Anton Group has been placed in administration with more than 100 of its 300–plus workforce made redundant.
PrintWeek understands that the company initially got in to difficulties in the run up to Christmas, after it acquired one of its customers to avoid being hit by a significant bad debt. However, the acquisition failed to generate the sales expected and seriously strained Anton’s cashflow.
According to several sources, Anton then approached its key suppliers to extend payment terms. While suppliers are understood to have supported the business’s recovery plan, it subsequently suffered a drop in sales as a number of unsettled customers moved work away from the business.
As a result, Anton began working with Deloitte in what has been described as “an accelerated sale process” around a month ago, in an attempt to refinance the business.
However, no buyers were found and Richard Hawes and Clare Baldwin of Deloitte were appointed administrators yesterday afternoon (27 March) with 123 staff immediately made redundant.
In a statement, Deloitte said: “The business has been struggling financially in recent months as a result of declining sales, a high cost base in need of restructure and an acquisition of a business called Merchandise 365 last year in an attempt to expand operations, which has instead incurred further losses.

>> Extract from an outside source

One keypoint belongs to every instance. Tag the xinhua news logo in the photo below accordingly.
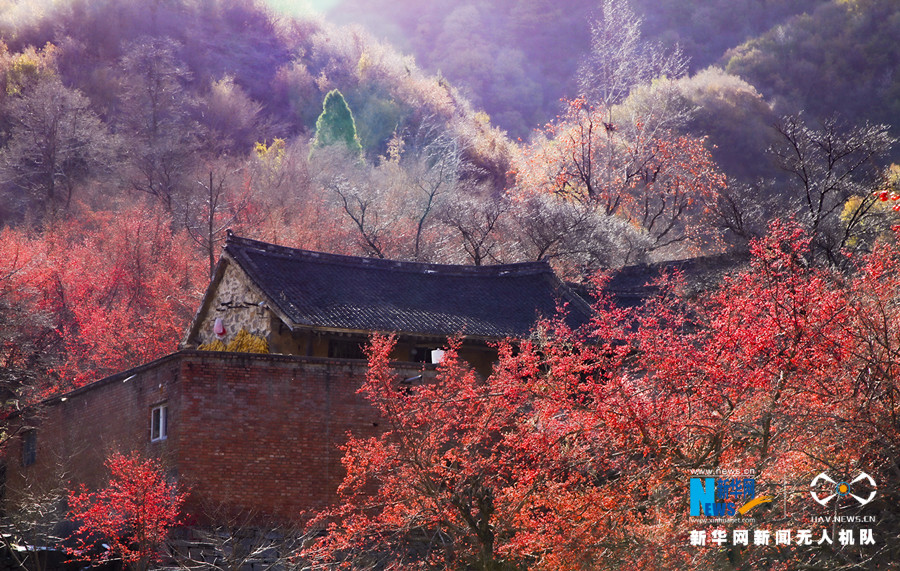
(723, 497)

“The business had been seeking further investment to support ongoing trading, however, this was unsuccessful and therefore the directors had no alternative but to place the company into administration."
Deloitte said that company will now “be placed into an orderly wind-down” while it looks to sell the contracts and assets.
Anton chief executive Malcolm Lane-Ley was unavailable for comment at the time of writing.
According to its most recent accounts, to the 31 December 2015, the company filed sales of £41.1m, with a pre-tax loss of £436,913. Prior year sales were £61.8m with a pre-tax loss of £973,206.
In Autumn 2014 the business became an Employee Ownership Trust, when the business’s owners effectively retired from the business. However, John Knight, one of the former owners, was still involved in the business on a part-time advisory basis.
The company is believed to be the UK’s largest single-site sheetfed commercial printer. Its 15,300sqm site in Laindon, Essex has the capacity to produce around 2m mail items and 6m B1 sheets per day.
Known for its significant ‘big show’ technology spends, it was one of the early adopters of hybrid litho/high-speed inkjet technology, with several of its six long-perfector Speedmaster XLs with Cutstar running inline Kodak Prosper inkjet systems.
Anton has significant standalone digital firepower, initially centred on Kodak Nexpress technology, but it recently signed for a brace of HP Indigo 12000 B2 digital presses to replace six of the eight Nexpresses. It also signed a partnership with Kodak at Drupa to develop a ‘digilitho’ litho press, based on the manufacturer’s next-generation Ultrastream continuous inkjet technology.